Homilía en la Misa de la Cena del Señor – Catedral de San Francisco – 29 de marzo de 2018
“Jesús se levantó de la mesa, se sacó el manto y tomando una toalla se la ató a la cintura. Luego echó agua en un recipiente y empezó a lavar los pies a los discípulos y a secárselos con la toalla que tenía a la cintura” (Jn 13,4-5).
Al inicio de la Semana Santa los invitaba a contemplar a un Dios desarmado que, sin segundas intenciones, con la inocencia y vulnerabilidad de un niño por nacer, se pone en nuestras manos.
A un Dios desarmado, humilde y vulnerable… por amor.
Los invitaba a contemplarlo así en Jesús, su Hijo y nuestro hermano, en su Pasión, en la Cruz.
Contemplémoslo ahora en la Cena de despedida y en esta imagen tan fuerte de Jesús, arrodillado, lavando los pies de sus discípulos.
¿Qué nos dice el Dios hecho hombre, de rodillas, como un humilde siervo?
Ante todo, concretemos la escena: está así, de rodillas y como servidor, ante cada uno de nosotros.
Como lo hizo con Simón Pedro y con cada uno de los discípulos, así también lo hace con vos, conmigo, con cada ser humano.
Dios se ha arrodillado delante de la humanidad, de cada hombre y mujer que viene a este mundo.
Sí. Lo tenés de rodilla, delante de ti. Y no es una pose para la selfie. Es su actitud divina más profunda. Esa es su naturaleza: salir de sí para amar.
Nosotros nos arrodillamos ante Él en adoración, alabanza y súplica.
Ese es un deber de todo ser humano que intuye que Dios es el misterio santo del que proviene, en el camina y hacia el que se dirigen los pasos de su vida.
Pero, en nuestro ponernos de rodillas ante el Dios revelado por Jesús – como haremos en breve en la consagración y ante las especies eucarísticas – hay algo más.

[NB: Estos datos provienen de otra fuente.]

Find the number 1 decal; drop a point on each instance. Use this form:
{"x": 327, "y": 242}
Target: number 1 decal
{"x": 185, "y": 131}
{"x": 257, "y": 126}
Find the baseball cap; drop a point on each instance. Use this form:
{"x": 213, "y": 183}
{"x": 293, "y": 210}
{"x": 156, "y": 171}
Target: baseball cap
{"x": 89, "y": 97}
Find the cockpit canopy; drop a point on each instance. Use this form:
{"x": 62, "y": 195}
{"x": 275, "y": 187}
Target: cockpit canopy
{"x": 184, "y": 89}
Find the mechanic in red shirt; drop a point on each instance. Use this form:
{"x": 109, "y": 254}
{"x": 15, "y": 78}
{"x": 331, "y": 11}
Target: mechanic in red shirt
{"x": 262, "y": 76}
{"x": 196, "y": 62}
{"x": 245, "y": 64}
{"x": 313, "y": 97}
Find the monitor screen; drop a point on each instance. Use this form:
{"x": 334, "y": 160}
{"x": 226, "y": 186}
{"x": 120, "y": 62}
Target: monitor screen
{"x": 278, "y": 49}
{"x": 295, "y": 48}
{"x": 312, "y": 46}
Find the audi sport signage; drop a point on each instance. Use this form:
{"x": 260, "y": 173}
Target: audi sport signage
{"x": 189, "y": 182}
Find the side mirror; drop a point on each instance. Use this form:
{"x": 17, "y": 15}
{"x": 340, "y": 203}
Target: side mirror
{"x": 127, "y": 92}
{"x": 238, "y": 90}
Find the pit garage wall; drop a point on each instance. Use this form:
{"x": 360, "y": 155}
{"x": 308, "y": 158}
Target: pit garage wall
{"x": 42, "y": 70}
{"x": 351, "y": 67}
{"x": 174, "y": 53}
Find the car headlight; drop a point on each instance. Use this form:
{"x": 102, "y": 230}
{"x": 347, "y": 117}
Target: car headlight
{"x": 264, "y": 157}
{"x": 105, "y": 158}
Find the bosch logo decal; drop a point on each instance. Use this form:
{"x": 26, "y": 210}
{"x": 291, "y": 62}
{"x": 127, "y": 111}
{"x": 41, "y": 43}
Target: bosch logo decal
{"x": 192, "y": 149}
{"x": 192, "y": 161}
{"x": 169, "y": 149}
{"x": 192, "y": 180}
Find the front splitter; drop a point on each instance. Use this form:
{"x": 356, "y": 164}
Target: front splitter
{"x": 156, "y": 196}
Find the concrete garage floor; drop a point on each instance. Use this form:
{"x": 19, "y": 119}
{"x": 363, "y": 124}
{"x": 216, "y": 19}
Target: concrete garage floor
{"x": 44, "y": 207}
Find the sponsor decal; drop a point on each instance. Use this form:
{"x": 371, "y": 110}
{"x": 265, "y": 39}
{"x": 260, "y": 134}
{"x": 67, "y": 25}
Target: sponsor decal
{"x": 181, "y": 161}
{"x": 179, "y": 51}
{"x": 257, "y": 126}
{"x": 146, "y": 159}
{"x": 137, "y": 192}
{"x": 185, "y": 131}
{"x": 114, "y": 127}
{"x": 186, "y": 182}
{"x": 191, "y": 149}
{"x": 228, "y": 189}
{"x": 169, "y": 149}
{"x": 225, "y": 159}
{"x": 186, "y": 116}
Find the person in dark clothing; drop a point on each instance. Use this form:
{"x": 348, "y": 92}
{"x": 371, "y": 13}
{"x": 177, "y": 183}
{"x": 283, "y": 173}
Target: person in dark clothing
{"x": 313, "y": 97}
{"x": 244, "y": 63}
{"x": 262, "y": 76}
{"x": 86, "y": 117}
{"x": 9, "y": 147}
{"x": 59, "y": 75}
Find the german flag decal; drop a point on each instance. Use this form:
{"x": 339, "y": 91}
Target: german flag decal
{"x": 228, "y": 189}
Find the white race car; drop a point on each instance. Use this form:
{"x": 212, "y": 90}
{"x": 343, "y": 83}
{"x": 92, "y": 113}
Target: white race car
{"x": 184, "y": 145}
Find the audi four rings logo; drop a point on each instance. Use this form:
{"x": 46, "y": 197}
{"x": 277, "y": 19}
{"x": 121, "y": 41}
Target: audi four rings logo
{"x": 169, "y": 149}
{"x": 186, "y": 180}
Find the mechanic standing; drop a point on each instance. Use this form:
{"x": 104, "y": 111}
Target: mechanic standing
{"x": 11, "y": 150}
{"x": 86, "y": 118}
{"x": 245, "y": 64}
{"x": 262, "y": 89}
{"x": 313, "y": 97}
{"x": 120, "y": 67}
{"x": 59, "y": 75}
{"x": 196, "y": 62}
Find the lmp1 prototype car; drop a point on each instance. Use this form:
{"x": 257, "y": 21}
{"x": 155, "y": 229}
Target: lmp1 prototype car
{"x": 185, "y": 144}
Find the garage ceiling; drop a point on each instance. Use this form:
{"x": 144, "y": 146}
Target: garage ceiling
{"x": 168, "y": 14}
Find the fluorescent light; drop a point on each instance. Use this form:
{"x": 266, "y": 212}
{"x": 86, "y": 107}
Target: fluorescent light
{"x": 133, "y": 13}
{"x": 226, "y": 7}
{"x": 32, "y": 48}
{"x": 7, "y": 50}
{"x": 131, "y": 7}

El Dios santo nos ha salido al encuentro. Él se ha hecho servidor de nosotros y, poniéndose de rodillas, nos ha lavado, ha aliviado nuestro cansancio, nos ha curado.
Lo celebramos hoy, y cada vez que nos reunimos para el banquete eucarístico. Entonces, el viene a nosotros como Palabra que se hace audible por nuestros oídos, y se hace Palabra-Pan para alimentarnos en cuerpo y alma.
Así, hincándose y poniéndose de rodillas – con esa humildad que lo desarma a Él y desarma nuestro orgullo – el Dios amor nos une a sí mismo y se une con nosotros en comunión de amor.
No necesitamos que ninguna ley externa nos mande rendirle culto de adoración. Al verlo así, desarmado, humilde y de rodillas, nosotros mismos caemos rendidos ante su amor, y lo adoramos con admiración y estupor.
Ese es el Dios que han barruntado los filósofos y cantado los poetas. El que constituye la nostalgia de ateos y agnósticos, muchas veces velada detrás de la crítica ácida o de una sobreactuada jactancia.
Ese es el Dios que, una vez más en esta Pascua, nos muestra su Rostro en el humilde servicio de Jesús que cada Eucaristía actualiza y que es la esencia del sacerdocio ministerial.
A ese Dios humilde adoramos, veneramos y alabamos.
Como María y José en el pesebre de Belén. Como los pastores. Como los reyes. Como Francisco de Asís.
* * *
“Ustedes me llaman Maestro y Señor; y tienen razón, porque lo soy. Si yo, que el Señor y el Maestro, les he lavado los pies, ustedes también deben lavarse los pies unos a otros. Les he dado el ejemplo para que hagan lo mismo que yo hice con ustedes”, concluye el Señor (Jn 13,13-15).
Hacer lo mismo que Jesús hizo con los discípulos, aquella noche.
Y lo que ha hecho y hace con cada uno de nosotros.
Ese es el programa de vida de un cristiano, discípulo de Jesús Servidor.
En nuestro mundo, que parece vivir cómodo sin Dios, sin Jesús y sin su Evangelio, siempre tendrá espacio para que nos arrodillemos a lavar los pies de los cansados.
Siempre habrá lugar para un Dios desarmado que se arrodilla.